Whether you’re an employee or employ workers, you need to know why companies downsize. This knowledge can make the difference between recovering or going bankrupt.
To Reduce Costs
The primary reason is to keep the costs down. Business enterprises usually have long term forecasts. These are used to make decisions in the present. If the forecast is that it will lose money, cutting jobs or shutting down factories may be the only option.
Sometimes this takes place without the result of a long term study. An unexpected event like an economic crisis can happen. In this situation, the corporation may be forced to make mass layoffs. This is one reason why companies downsize.
To be More Profitable
In some cases a firm might decide to do it to make more money. It can happen that a company expands in operation (i.e., opens branches overseas). If it doesn’t make money, the firm will shut it down. Another reason is that the company will lay off workers or factories to increase their profit.
Entering into a New Business Partnership
Mergers often take place among corporations. When this happens laying off workers can take place. The joining of two firms usually means new goals and tasks. It signifies that employees and personnel may be added or removed.
If the economic situation forces the business to move in an entirely new direction, more layoffs will ensure. Thus, the need to join up with another firm is one more reason why companies downsize. This doesn’t always occur of course. If the merger is between two healthy corporations, there might even be the need for more workers.
When a firm is heavily in debt or struggling financially, restructuring may be required. There are several elements in a typical restructuring program. This can include cutting down jobs, selling off assets or get government bailout funds.
In the latter case, the corporation will get some money from the government. In return it must make a pledge to change its operations and return to profitability.
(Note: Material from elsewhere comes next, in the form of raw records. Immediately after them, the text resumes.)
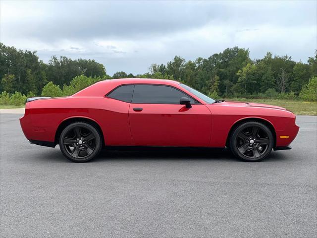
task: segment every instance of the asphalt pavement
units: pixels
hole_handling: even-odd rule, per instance
[[[0,237],[317,236],[317,117],[260,163],[228,151],[104,151],[88,163],[0,118]]]

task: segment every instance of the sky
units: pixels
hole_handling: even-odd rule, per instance
[[[317,1],[0,1],[0,41],[52,56],[94,59],[107,73],[141,74],[175,56],[208,58],[227,48],[252,59],[317,49]]]

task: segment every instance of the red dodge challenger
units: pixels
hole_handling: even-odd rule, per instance
[[[299,127],[285,108],[214,100],[182,83],[129,78],[100,81],[72,96],[27,100],[20,119],[32,143],[84,162],[107,146],[230,148],[260,161],[289,149]]]

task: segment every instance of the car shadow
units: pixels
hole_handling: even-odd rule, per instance
[[[92,162],[105,159],[113,160],[232,160],[237,159],[227,149],[214,148],[183,148],[147,147],[124,150],[103,150]]]
[[[53,150],[46,150],[45,153],[33,158],[57,163],[70,162],[59,151],[58,146]],[[262,161],[269,162],[283,161],[287,157],[280,152],[272,152],[268,157]],[[152,161],[152,160],[232,161],[242,162],[237,159],[230,150],[218,148],[129,148],[124,150],[103,149],[99,155],[89,163],[100,163],[105,161]],[[252,162],[251,162],[252,163]]]

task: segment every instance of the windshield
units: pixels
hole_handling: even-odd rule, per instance
[[[205,95],[200,92],[198,92],[197,90],[194,89],[193,88],[192,88],[187,85],[185,85],[185,84],[183,84],[182,83],[180,84],[179,85],[182,88],[185,88],[186,90],[189,91],[193,94],[197,96],[199,98],[200,98],[202,100],[204,100],[207,103],[213,103],[215,102],[215,100],[214,100],[212,98],[210,98],[208,96]]]

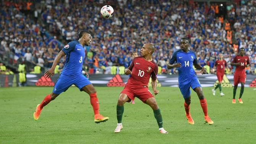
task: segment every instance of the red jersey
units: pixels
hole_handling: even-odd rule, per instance
[[[237,55],[232,60],[232,63],[241,63],[241,65],[236,66],[234,74],[245,74],[245,65],[249,65],[250,64],[250,61],[249,57],[247,55],[242,57],[240,55]]]
[[[131,74],[126,86],[147,87],[151,76],[152,79],[156,79],[158,67],[154,61],[148,61],[141,56],[136,57],[128,68],[131,71]]]
[[[217,67],[217,74],[224,75],[225,66],[227,67],[227,62],[222,60],[222,61],[218,60],[215,62],[215,66]]]

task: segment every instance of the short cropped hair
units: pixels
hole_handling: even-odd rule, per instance
[[[78,37],[79,38],[79,39],[82,37],[83,36],[84,34],[91,34],[90,32],[88,32],[88,31],[86,31],[86,30],[82,31],[80,31],[79,32],[79,34],[78,34]]]

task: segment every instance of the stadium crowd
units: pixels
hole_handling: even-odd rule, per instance
[[[152,43],[154,60],[166,71],[183,37],[190,41],[201,65],[212,70],[222,53],[228,66],[239,48],[245,49],[251,65],[248,73],[256,73],[256,1],[234,0],[221,5],[193,0],[5,0],[0,2],[0,60],[26,71],[37,65],[49,68],[63,44],[78,39],[78,32],[92,34],[91,46],[85,47],[85,68],[91,73],[110,73],[112,66],[128,66],[132,53]],[[105,4],[114,8],[109,19],[100,16]],[[65,60],[61,60],[60,69]]]

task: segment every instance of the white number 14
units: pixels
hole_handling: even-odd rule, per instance
[[[188,67],[190,66],[190,63],[188,61],[184,61],[184,63],[185,63],[185,67],[187,67],[187,66]]]

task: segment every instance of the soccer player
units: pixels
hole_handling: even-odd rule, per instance
[[[87,78],[89,75],[82,70],[82,66],[84,58],[85,53],[83,46],[88,46],[91,42],[91,34],[86,31],[81,31],[79,34],[78,40],[69,42],[55,58],[52,66],[45,73],[45,76],[50,78],[54,74],[54,70],[60,58],[65,55],[66,63],[56,82],[52,92],[45,97],[41,104],[36,107],[34,113],[34,118],[38,120],[43,108],[52,100],[54,100],[62,92],[65,92],[72,84],[75,84],[80,91],[84,91],[90,95],[91,104],[92,106],[94,113],[94,122],[99,123],[104,122],[109,119],[104,117],[99,112],[99,105],[96,91],[90,81],[84,76],[85,74]]]
[[[216,75],[218,78],[219,83],[216,86],[215,89],[212,89],[212,95],[215,95],[215,90],[218,87],[219,88],[220,92],[220,95],[222,97],[225,94],[223,94],[221,90],[221,83],[223,79],[223,76],[224,76],[225,67],[226,66],[227,68],[227,62],[225,60],[223,60],[223,55],[222,53],[220,53],[219,54],[219,59],[215,62],[214,68],[214,69],[215,67],[217,67]]]
[[[250,65],[249,57],[245,55],[245,48],[242,47],[239,49],[239,55],[236,55],[233,58],[231,65],[236,66],[235,71],[234,74],[234,89],[233,89],[233,99],[232,103],[235,104],[235,95],[237,93],[237,86],[241,83],[240,95],[238,101],[240,104],[243,104],[242,95],[245,89],[245,83],[246,79],[246,73],[245,69]]]
[[[156,99],[147,87],[147,84],[151,76],[153,92],[155,95],[159,92],[156,89],[158,67],[152,58],[154,51],[155,48],[152,44],[144,44],[141,49],[141,56],[134,58],[130,66],[125,70],[125,74],[130,74],[131,76],[119,95],[117,105],[117,126],[115,129],[115,133],[119,133],[123,129],[122,117],[124,111],[123,105],[136,97],[153,109],[160,133],[168,133],[163,128],[163,120],[160,110]]]
[[[182,38],[180,44],[181,49],[173,53],[167,68],[178,68],[179,88],[185,100],[184,107],[188,121],[190,124],[194,124],[194,120],[190,113],[191,87],[196,93],[200,100],[200,103],[204,114],[205,122],[209,125],[213,124],[213,121],[208,116],[206,100],[204,96],[201,84],[193,68],[193,64],[196,69],[201,70],[201,72],[203,74],[206,73],[206,71],[205,68],[198,64],[195,53],[188,50],[190,46],[188,39],[185,37]]]
[[[133,52],[133,55],[132,55],[132,59],[129,62],[129,65],[131,65],[131,62],[133,62],[133,60],[134,59],[134,58],[136,58],[136,57],[138,57],[138,53],[137,52]],[[132,99],[131,100],[131,104],[135,104],[135,102],[134,101],[134,100],[135,99],[135,97],[133,98],[133,99]]]

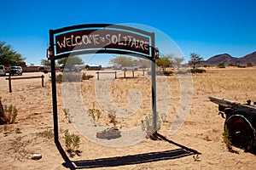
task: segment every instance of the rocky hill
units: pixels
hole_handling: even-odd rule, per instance
[[[218,65],[219,63],[224,63],[224,65],[247,65],[248,63],[252,65],[256,65],[256,52],[247,54],[241,58],[232,57],[228,54],[223,54],[211,57],[206,61],[201,62],[201,65]]]

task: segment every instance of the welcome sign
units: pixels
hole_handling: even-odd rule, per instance
[[[73,50],[123,49],[149,55],[149,37],[128,31],[85,30],[56,36],[56,54]]]
[[[152,60],[154,34],[118,25],[81,25],[50,30],[55,59],[92,53],[135,54]]]

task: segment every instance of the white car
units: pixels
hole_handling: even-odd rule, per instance
[[[4,65],[0,65],[0,76],[6,76],[6,70]]]
[[[132,66],[132,65],[122,66],[121,70],[122,71],[138,71],[139,66]]]
[[[10,66],[9,67],[9,74],[10,74],[10,76],[14,76],[15,74],[21,76],[22,75],[22,67],[21,66]]]

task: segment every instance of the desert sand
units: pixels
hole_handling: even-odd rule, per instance
[[[71,123],[76,120],[65,115],[67,105],[63,104],[63,82],[57,83],[60,144],[66,150],[66,129],[80,137],[79,155],[70,156],[65,152],[73,167],[78,169],[256,169],[255,154],[236,147],[233,149],[238,154],[227,150],[223,143],[224,119],[218,115],[218,105],[208,99],[209,96],[216,96],[241,103],[247,99],[256,101],[255,71],[256,67],[207,68],[206,73],[193,74],[191,108],[182,127],[174,134],[170,133],[170,127],[173,125],[178,105],[183,104],[179,104],[181,88],[178,77],[175,75],[166,77],[171,96],[167,101],[166,120],[159,130],[161,139],[145,139],[138,144],[123,147],[99,144],[83,135],[81,129],[76,129]],[[24,73],[22,76],[42,74]],[[87,109],[101,110],[95,93],[96,75],[95,71],[87,74],[95,77],[79,82],[84,105]],[[51,82],[49,73],[44,76],[44,88],[41,87],[40,79],[15,80],[13,81],[12,93],[9,93],[5,77],[0,77],[3,105],[13,105],[18,109],[14,124],[0,126],[0,169],[69,168],[54,141]],[[110,98],[118,107],[128,105],[127,95],[131,88],[137,89],[143,96],[136,114],[131,117],[117,118],[116,127],[121,132],[140,126],[141,120],[150,113],[148,83],[148,79],[142,75],[137,78],[119,78],[112,82]],[[96,123],[103,127],[113,126],[108,111],[101,111]],[[84,131],[86,133],[86,129]],[[33,154],[40,154],[42,158],[32,160]]]

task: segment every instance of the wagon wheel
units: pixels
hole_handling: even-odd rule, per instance
[[[252,117],[255,118],[253,113],[235,110],[225,122],[231,144],[245,150],[250,150],[254,145],[255,133],[252,126],[253,122],[250,121]]]

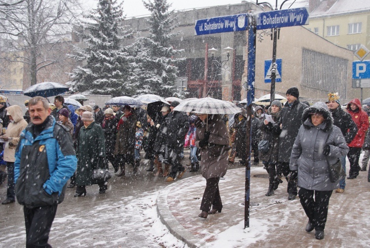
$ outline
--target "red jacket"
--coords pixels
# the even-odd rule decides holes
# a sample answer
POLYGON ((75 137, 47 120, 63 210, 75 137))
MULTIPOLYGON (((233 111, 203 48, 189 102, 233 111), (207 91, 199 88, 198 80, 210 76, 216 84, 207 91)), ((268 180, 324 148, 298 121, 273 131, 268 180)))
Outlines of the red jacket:
POLYGON ((366 112, 362 110, 361 103, 358 98, 355 98, 349 102, 347 105, 347 110, 351 115, 352 120, 359 129, 357 134, 355 136, 355 138, 352 142, 348 144, 348 146, 350 147, 362 147, 365 140, 366 131, 369 128, 369 117, 366 112), (358 109, 355 112, 351 109, 351 106, 350 106, 351 103, 354 103, 358 107, 358 109))

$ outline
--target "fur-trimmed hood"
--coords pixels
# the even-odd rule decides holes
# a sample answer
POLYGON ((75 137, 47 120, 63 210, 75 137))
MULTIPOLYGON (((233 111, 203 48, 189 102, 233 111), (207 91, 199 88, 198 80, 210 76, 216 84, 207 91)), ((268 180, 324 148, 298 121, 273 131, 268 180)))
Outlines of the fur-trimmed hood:
POLYGON ((324 131, 327 131, 333 126, 334 120, 332 117, 332 114, 329 112, 328 106, 324 102, 317 102, 303 111, 303 114, 302 115, 302 123, 303 124, 305 128, 310 128, 313 126, 310 118, 310 114, 311 113, 320 113, 323 115, 325 119, 323 123, 326 124, 323 128, 324 131))

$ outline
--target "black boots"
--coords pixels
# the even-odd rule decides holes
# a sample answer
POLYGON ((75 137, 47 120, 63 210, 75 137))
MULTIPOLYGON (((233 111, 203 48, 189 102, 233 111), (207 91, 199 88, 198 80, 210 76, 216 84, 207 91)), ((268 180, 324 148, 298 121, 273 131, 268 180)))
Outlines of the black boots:
POLYGON ((195 172, 199 170, 199 162, 192 163, 191 168, 189 171, 190 172, 195 172))
POLYGON ((273 196, 273 195, 274 195, 274 189, 272 187, 270 186, 268 187, 268 190, 267 190, 267 193, 265 194, 265 196, 273 196))

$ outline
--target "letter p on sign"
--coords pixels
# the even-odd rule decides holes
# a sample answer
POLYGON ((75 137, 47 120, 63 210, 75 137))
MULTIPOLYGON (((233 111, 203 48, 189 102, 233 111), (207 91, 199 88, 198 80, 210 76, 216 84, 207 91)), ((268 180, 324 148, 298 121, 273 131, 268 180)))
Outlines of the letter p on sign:
POLYGON ((366 64, 363 63, 356 64, 356 76, 360 77, 360 73, 366 72, 366 64))

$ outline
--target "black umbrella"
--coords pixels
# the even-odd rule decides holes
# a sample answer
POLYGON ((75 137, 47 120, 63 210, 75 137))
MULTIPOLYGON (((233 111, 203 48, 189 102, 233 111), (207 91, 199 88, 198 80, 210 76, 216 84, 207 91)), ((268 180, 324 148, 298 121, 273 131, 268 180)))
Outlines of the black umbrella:
POLYGON ((69 88, 58 83, 44 82, 31 86, 24 91, 23 94, 31 97, 48 97, 64 93, 69 90, 69 88))

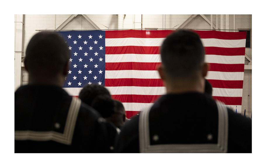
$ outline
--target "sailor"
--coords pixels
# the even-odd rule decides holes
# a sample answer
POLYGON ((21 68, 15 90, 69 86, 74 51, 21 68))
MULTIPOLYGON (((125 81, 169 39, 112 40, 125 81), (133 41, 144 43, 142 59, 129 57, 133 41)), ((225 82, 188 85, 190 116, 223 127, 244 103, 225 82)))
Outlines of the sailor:
POLYGON ((109 151, 104 119, 61 88, 70 53, 55 32, 31 39, 24 62, 29 84, 15 94, 15 153, 109 151))
POLYGON ((251 120, 204 93, 209 67, 198 35, 175 32, 160 51, 167 94, 126 123, 115 151, 251 153, 251 120))

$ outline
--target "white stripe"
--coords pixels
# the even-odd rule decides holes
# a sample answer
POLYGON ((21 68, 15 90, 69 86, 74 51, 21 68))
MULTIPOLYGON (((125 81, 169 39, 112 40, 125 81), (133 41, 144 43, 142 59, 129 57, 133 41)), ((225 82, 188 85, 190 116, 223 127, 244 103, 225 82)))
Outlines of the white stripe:
MULTIPOLYGON (((152 105, 153 103, 122 103, 125 110, 126 111, 141 111, 145 108, 150 107, 152 105)), ((231 106, 226 105, 229 108, 231 108, 234 112, 236 112, 236 106, 237 106, 237 112, 238 113, 241 113, 241 106, 231 106)))
POLYGON ((135 94, 162 95, 165 94, 164 87, 106 87, 112 95, 135 94))
POLYGON ((157 70, 106 70, 105 78, 160 78, 157 70))
POLYGON ((159 54, 107 54, 106 62, 161 62, 159 54))
POLYGON ((205 61, 207 63, 224 64, 241 64, 245 63, 245 55, 226 56, 206 55, 205 61))
POLYGON ((83 88, 63 88, 63 89, 70 96, 78 96, 80 92, 83 88))
POLYGON ((238 113, 241 113, 241 109, 242 109, 242 106, 240 105, 226 105, 226 106, 228 108, 231 109, 233 110, 234 112, 236 112, 236 112, 238 113))
POLYGON ((244 72, 225 72, 208 71, 206 79, 218 80, 243 80, 244 72))
POLYGON ((122 103, 126 111, 141 111, 145 108, 151 107, 153 103, 122 103))
MULTIPOLYGON (((115 46, 160 46, 165 38, 115 38, 105 39, 106 47, 115 46)), ((226 48, 243 47, 246 39, 226 40, 217 39, 201 39, 205 47, 226 48)))
POLYGON ((213 88, 213 96, 242 97, 242 89, 213 88))
POLYGON ((165 38, 115 38, 105 39, 105 46, 160 46, 165 38))
POLYGON ((244 47, 246 39, 226 40, 217 39, 201 39, 204 47, 217 47, 225 48, 244 47))

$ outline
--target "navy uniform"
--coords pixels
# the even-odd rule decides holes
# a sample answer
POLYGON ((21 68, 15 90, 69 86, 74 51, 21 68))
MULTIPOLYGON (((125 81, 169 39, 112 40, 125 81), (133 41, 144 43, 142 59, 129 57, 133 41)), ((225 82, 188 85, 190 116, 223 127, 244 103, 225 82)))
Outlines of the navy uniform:
POLYGON ((126 123, 115 150, 251 153, 251 120, 202 93, 167 94, 126 123))
POLYGON ((104 119, 61 87, 23 86, 15 101, 15 153, 109 152, 104 119))

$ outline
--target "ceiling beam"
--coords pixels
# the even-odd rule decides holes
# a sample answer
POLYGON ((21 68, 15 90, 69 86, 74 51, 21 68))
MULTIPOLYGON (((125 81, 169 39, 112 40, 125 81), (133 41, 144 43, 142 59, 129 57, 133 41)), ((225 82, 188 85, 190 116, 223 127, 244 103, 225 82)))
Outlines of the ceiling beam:
POLYGON ((86 14, 82 14, 82 16, 84 17, 86 20, 88 20, 88 21, 89 22, 89 23, 91 24, 92 25, 92 26, 94 27, 96 29, 96 30, 100 30, 101 28, 99 27, 97 25, 94 23, 94 22, 93 21, 91 20, 89 18, 88 16, 86 14))
POLYGON ((57 28, 56 29, 57 30, 62 30, 63 28, 64 28, 65 27, 66 25, 68 24, 74 18, 77 17, 78 14, 72 14, 70 16, 70 17, 69 17, 63 23, 61 24, 61 25, 59 26, 59 27, 57 27, 57 28))
POLYGON ((218 28, 217 28, 217 27, 216 26, 216 25, 215 25, 214 24, 213 24, 213 23, 211 22, 211 22, 210 21, 210 20, 209 20, 209 19, 207 17, 205 16, 205 15, 204 15, 204 14, 199 14, 199 15, 200 15, 201 16, 201 17, 202 17, 203 19, 204 19, 204 20, 205 21, 206 21, 206 22, 207 23, 208 23, 208 24, 210 24, 210 25, 211 26, 212 25, 213 27, 215 29, 217 30, 217 29, 218 29, 218 28))
POLYGON ((176 27, 176 29, 182 29, 184 28, 186 25, 187 25, 190 22, 190 21, 194 19, 194 18, 196 17, 198 15, 197 14, 192 14, 187 19, 184 21, 184 23, 176 27))

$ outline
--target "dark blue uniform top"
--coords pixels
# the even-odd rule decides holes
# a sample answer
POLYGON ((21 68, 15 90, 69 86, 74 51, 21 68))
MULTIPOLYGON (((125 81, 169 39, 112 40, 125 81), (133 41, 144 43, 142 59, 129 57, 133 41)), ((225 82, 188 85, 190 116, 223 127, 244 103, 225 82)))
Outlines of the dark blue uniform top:
POLYGON ((110 152, 104 120, 82 103, 76 118, 70 118, 75 117, 68 114, 72 100, 56 86, 19 88, 15 94, 15 152, 110 152), (68 123, 71 124, 66 127, 68 123))
MULTIPOLYGON (((227 111, 227 152, 251 153, 251 120, 229 108, 227 111)), ((116 152, 139 152, 139 118, 136 116, 122 128, 117 140, 116 152)), ((162 96, 151 107, 149 123, 151 145, 217 143, 216 103, 202 93, 162 96)))

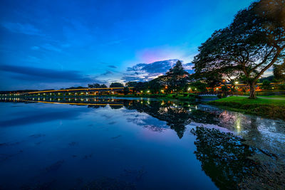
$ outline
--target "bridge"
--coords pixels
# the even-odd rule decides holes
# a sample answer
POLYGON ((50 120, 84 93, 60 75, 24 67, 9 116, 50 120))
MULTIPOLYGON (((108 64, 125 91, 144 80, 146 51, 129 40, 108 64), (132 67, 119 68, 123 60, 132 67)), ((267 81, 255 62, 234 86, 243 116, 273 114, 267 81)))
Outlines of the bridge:
MULTIPOLYGON (((132 90, 133 87, 129 87, 132 90)), ((63 90, 48 90, 34 92, 25 92, 2 94, 0 95, 24 95, 24 96, 76 96, 76 95, 98 95, 101 93, 115 94, 115 93, 124 90, 123 87, 116 88, 79 88, 79 89, 63 89, 63 90)))

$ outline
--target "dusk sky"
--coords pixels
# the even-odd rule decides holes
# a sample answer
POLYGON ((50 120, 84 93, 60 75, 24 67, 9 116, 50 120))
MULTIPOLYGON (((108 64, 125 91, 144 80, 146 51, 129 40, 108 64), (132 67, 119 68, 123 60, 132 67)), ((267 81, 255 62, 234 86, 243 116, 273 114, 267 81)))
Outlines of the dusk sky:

Help doesn’t have to come from government though; the financial aid can come from another private company. But the conditions are usually the same; reorganize from top to bottom, which is why companies downsize.
Pay off Debts
Lowering costs is also used to make debt payment easier. Usually the first step is to sell off non performing assets. These are usually priced low (obviously) and can’t help much.
Subsequently, other actions must be taken. This can include terminating contractual / temporary workers and closing down dealerships or suppliers. The money earned will then be used to pay off the debt and any incurred interest.
Handling the Situation
For a businessman / employee, the first step to coping with the situation is accepting it could happen anytime. The best time to prepare would be when the economic situation is rosy.
By making decisions based on long term thinking one can ease the burden when the economic crunch comes. By learning why companies downsize, you’ll have a less difficult time making the right choices.